On Friday, after declassification and clearance from the White House, California Republican Devin Nunes, who is chairman of the House Permanent Select Committee on Intelligence (HPSCI), dropped a "Boring figure" into our laps -- the memo.

Once released, Democrats and Republicans made their respective cases that what we were witnessing was a "wife" and ... a "mother-in-law."

So, just how can one three-and-a-half-page document generate two disparate interpretations?

Let's start with the fact that the Trump presidency has divided our nation in ways that, as a military historian, I can really only equate to the mid-19th century when our country was driven by divisive issues that eventually led to a bloody civil war.

At least, back then, one side was righteously fighting to keep the Union intact and to free the slaves. Today, as #Resistance collides with #MAGA, the lines can be blurred.

And in distilling the true impact of the memo, good and decent folks can assess its importance entirely differently. For example, Jonathan Turley and Jeffrey Toobin -- both considered scholarly legal analysts -- came down on opposite sides on this one.

Turley sees the memo as damning for both the Democrats and the FBI. Toobin, however, referred to it as "a dark day in American history," and described what Nunes had accomplished with its release as "an embarrassment to the United States Congress."

So, what the hell is it -- a damned "wife" or "mother-in-law"?

Look, is it possible that it's both? And with that, husbands around the world are cringing and cursing me. But allow me to answer my own question: Yes, it can be both -- a classic example of perceptual ambiguity.

And, as often occurs, both sides make valid points and then invalidate their arguments by cravenly overplaying their hands.

This is accomplished by engaging in "spin," and ignoring facts that are harmful to their own argument or position. When both sides react with moral outrage at the opposing party's prospects, though, we end up nowhere.

Allow me to provide some examples to make sense of all this:

In the run-up to the memo's release, two proponents of the document, Representatives Trey Gowdy (R-SC) and Steve King (R-IA), made some statements that defy credulity.

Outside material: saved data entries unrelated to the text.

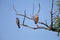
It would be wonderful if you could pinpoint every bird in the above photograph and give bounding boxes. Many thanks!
[33,3,40,24]
[34,14,39,24]
[32,2,40,24]
[16,18,20,28]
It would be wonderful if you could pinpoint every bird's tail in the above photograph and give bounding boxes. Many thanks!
[35,21,37,24]
[18,25,20,28]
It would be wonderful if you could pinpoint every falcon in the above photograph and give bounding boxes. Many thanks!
[34,15,39,24]
[16,18,20,28]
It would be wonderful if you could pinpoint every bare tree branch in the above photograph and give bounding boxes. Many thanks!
[23,10,26,25]
[32,3,34,16]
[16,13,33,20]
[35,2,40,15]
[50,0,54,28]
[37,0,40,14]
[13,4,18,14]
[38,22,49,27]
[20,23,60,33]
[19,24,49,30]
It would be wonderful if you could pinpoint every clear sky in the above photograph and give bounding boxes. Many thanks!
[0,0,60,40]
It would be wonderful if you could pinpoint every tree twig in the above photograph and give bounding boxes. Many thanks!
[52,9,58,15]
[16,13,33,20]
[38,22,49,27]
[13,4,18,14]
[23,10,26,25]
[35,1,40,15]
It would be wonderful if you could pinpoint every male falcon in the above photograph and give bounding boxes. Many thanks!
[16,18,20,28]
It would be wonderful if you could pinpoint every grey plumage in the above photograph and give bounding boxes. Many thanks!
[16,18,20,28]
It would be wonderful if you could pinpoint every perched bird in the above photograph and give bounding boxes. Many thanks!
[34,2,40,24]
[16,18,20,28]
[34,14,39,24]
[32,2,40,24]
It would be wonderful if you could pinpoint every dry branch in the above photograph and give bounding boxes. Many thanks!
[19,23,49,30]
[50,0,54,29]
[23,10,26,25]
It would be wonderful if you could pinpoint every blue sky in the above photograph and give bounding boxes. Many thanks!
[0,0,60,40]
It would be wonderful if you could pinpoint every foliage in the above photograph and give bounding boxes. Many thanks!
[54,17,60,30]
[57,0,60,6]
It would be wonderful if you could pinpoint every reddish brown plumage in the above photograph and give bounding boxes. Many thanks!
[34,15,38,24]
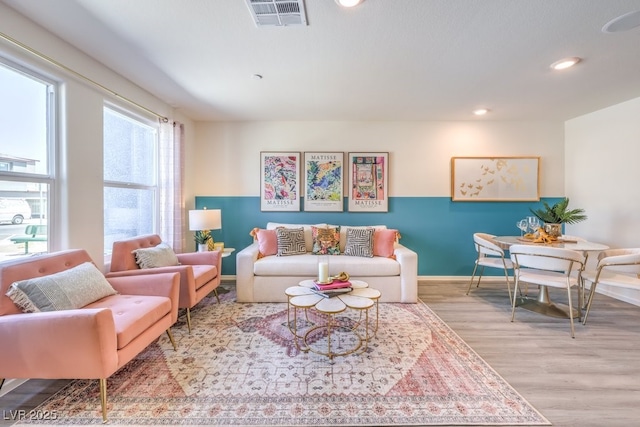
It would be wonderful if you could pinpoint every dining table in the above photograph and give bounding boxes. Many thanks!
[493,235,609,319]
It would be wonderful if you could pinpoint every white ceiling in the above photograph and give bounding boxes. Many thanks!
[3,0,640,122]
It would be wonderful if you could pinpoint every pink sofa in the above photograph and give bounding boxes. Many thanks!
[0,249,180,422]
[107,234,222,332]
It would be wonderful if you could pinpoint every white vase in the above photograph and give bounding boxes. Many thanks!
[197,243,208,252]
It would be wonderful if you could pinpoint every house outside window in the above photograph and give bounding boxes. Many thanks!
[103,106,158,255]
[0,60,55,261]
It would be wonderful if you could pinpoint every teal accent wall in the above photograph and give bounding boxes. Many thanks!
[195,196,562,277]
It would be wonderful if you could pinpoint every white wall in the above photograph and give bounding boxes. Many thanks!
[565,97,640,305]
[189,120,565,198]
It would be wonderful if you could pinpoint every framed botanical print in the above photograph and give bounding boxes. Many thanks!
[260,151,301,211]
[451,156,540,201]
[347,152,389,212]
[304,152,344,212]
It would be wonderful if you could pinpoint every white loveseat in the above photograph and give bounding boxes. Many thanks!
[236,223,418,303]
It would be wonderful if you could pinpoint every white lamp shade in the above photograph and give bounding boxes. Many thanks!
[189,209,222,231]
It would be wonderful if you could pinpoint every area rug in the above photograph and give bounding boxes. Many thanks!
[21,285,549,426]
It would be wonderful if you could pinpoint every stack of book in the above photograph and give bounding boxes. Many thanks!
[311,280,352,298]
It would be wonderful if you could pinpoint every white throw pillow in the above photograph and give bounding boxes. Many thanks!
[132,242,180,269]
[6,261,117,313]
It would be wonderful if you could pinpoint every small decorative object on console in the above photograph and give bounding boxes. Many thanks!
[529,197,587,238]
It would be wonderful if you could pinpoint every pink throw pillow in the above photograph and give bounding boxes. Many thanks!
[373,229,399,258]
[256,229,278,258]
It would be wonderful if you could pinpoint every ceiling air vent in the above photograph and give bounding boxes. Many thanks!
[245,0,307,26]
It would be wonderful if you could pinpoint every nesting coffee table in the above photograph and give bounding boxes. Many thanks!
[285,279,381,363]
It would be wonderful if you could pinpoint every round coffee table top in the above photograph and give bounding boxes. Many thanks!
[286,280,381,314]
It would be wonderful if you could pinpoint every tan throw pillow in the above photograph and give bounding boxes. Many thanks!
[6,262,117,313]
[132,242,179,269]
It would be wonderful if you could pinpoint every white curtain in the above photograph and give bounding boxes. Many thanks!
[159,120,185,252]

Gowdy claimed that the memo's release would be "embarrassing" to Minority Chair Adam Schiff (D-CA). And King claimed that the memo highlighted abuses of power that ran "deeper than Watergate."

In the end, the memo -- while highlighting some troubling items that were already in the public domain --- was really just a tempest in a teapot.

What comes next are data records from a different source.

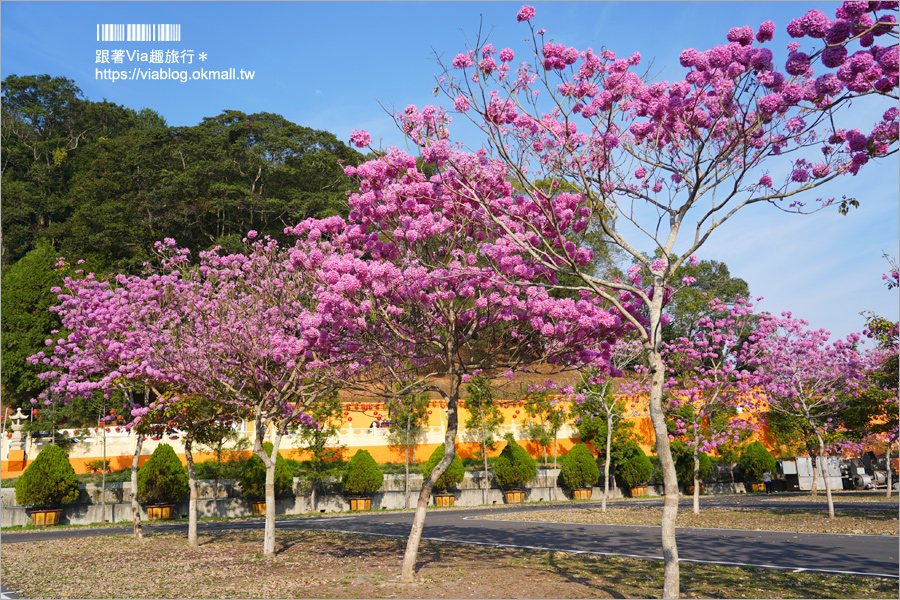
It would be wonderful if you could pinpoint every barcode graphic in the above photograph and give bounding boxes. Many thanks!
[96,24,181,42]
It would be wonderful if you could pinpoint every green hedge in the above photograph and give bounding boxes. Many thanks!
[15,444,79,507]
[672,442,713,484]
[342,450,384,496]
[237,442,294,500]
[494,437,537,490]
[137,443,189,504]
[560,443,599,490]
[423,444,465,492]
[738,441,776,482]
[616,441,653,488]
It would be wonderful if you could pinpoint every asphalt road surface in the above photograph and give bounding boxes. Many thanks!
[3,494,897,579]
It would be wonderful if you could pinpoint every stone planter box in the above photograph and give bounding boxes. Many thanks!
[349,497,372,511]
[628,485,648,497]
[572,488,592,500]
[146,505,175,520]
[504,490,525,503]
[433,493,455,507]
[28,508,63,526]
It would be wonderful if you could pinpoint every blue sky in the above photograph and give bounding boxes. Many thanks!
[2,1,898,342]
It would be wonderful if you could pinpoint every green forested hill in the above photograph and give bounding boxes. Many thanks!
[1,73,365,408]
[2,74,365,272]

Nunes, Gowdy and King overplayed a winning hand that contained real and tangible instances of inappropriate conduct by senior executives at FBI headquarters. The underwhelming document also distractingly buried the lede --- which was a fair and reasonable accounting of the evidence used in a FISA application that resulted in monitoring of Trump campaign associates.

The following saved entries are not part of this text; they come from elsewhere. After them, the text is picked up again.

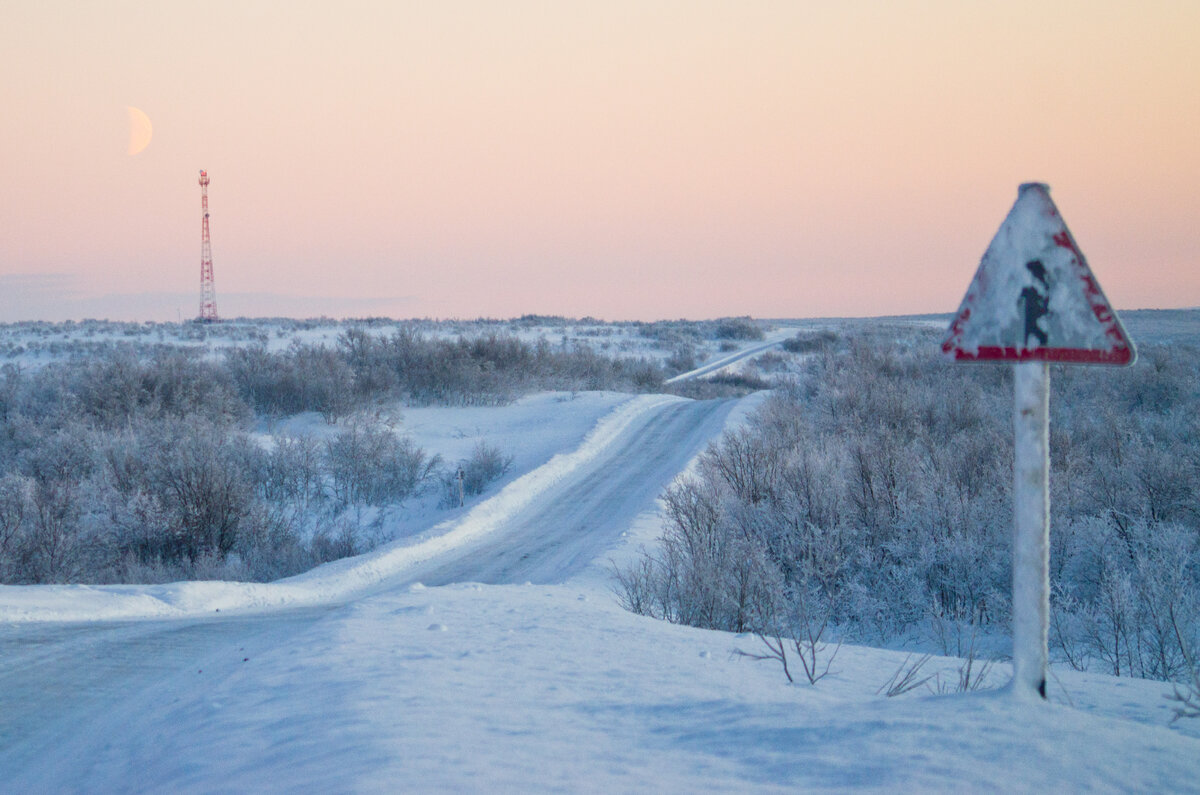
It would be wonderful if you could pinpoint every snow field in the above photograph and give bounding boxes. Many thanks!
[26,579,1198,792]
[2,362,1198,789]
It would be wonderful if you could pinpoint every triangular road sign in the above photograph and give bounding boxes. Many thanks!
[942,183,1135,365]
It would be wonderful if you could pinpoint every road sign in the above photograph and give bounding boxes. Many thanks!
[943,183,1137,700]
[942,183,1135,366]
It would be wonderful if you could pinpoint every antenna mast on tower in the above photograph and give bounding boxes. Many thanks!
[198,169,218,322]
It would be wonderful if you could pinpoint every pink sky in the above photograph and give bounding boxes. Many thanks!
[2,1,1197,321]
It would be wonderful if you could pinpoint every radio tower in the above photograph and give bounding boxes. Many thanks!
[198,169,218,322]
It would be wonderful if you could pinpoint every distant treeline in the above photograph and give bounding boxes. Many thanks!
[228,328,663,418]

But the Democrats engaged in their own embarrassing conduct by crying wolf prior to the memo's release.

Schiff and the other Democrats made hyperbolic insinuations that Nunes' impending memo release would result in the street executions of FBI sources, sensitive surveillance methods disclosed to the world and condemnation from our allies in the intelligence-sharing community.

Humbly speaking, now having read it in its entirety: the memo can't be considered the proverbial "smoking gun," and, so far, it has not resulted in irreparable damage to our intelligence institutions. (Some may argue my assessment is too premature. I, however, believe it might just age as well as a fine Bordeaux.)

The memo also didn't reveal sources and methods -- the Democrats' favorite pre-release talking point warning.

I have long maintained there needs to be a vigorous housecleaning on the seventh floor at headquarters. But the memo contained nothing all that damning -- other than a disputed claim by the GOP that Andrew McCabe testified in a closed-door committee session that absent the dossier's inclusion, the FISA application effort would never have been pursued. Democrats vehemently deny that McCabe stated that.

And maybe the real potential embarrassment will arrive by way of the upcoming Department of Justice Office of the Inspector General report. It will certainly contain assessments of Loretta Lynch's encounter with Bill Clinton on the Phoenix tarmac, James Comey's decision to speak in the July 2016 press conference on the email investigation and the Peter Strzok-Lisa Page text exchanges.

That said, this whole episode should serve as a cautionary tale for future generations of FBI executives. Democrats and Republicans can have differing opinions, but they should be careful not to let their partisan views lead them into a "Boring figure" situation, where each side exaggerates reality -- to the detriment of the American people.